Saturday, March 12, 2011
In a bad mood
We were in the Mercadona supermarket car park in Yecla. It's a tricky little car park, all wrong angles and sturdy pillars. As we stowed away our purchases I noticed that the car across the way was getting ready to leave. Another car turned the corner and could easily have waited for us both to go - reversing lights and open doors on the car were a dead give-away as to our intentions. But no, this bloke couldn't possibly wait a few seconds to make it easier for him and easier for us. He had to plough on blocking both of us from leaving. As the newcomer began to manoeuvre into the free space next to me he was within centimetres of bumping into my car. I didn't know where the horn was but I found it just in time. He decided to do a circuit and let us both go.
A little later we were at the "Feria de la Tapa" - lots of stalls selling lots of snacks. Spaniards and eating definitely go together.
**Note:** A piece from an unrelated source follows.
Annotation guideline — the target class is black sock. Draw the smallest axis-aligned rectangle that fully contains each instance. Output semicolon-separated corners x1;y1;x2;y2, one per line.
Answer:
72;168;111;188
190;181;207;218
I usually enjoy the crowds, the life, the hustle and bustle but today it just seemed that everyone was determined to slam into me. I was standing quietly at a counter waiting to get some michirones. I wasn't looking forward to asking, I was sure that, given my mood even the simplest phrase would elude me and I was cross with myself because of that. Suddenly a fat, fifty something woman purposely barged into me in an attempt to get past me and to the front. I repulsed the first onslaught and with a quick shoulder movement sent her staggering backwards. She just picked the wrong moment. She's probably complaining on her blog about the rude foreigners as I type.
Obviously these are a couple of isolated events but I've been noticing a certain disregard for other people recently. For instance, years of training means that I tend to give way at doorways and hold doors open for people. It upsets me that Spaniards don't. It upsets me that, door in hand, people behind me take the opportunity to push past or that the person crossing the threshold decides to stop mid manoeuvre to turn and chat to their friend who is following behind. I learned years ago that Spaniards seldom say thank you for such a common courtesy but there is something extra disrespectful about being discourteous in the face of courtesy. It's the same on zebra crossings when people purposely dawdle as they cross - as though they are fingering their nose at you.
Maybe it is a difference between their tribe and mine or it could just be because I'm a grumpy old man who has been in a bad mood all day.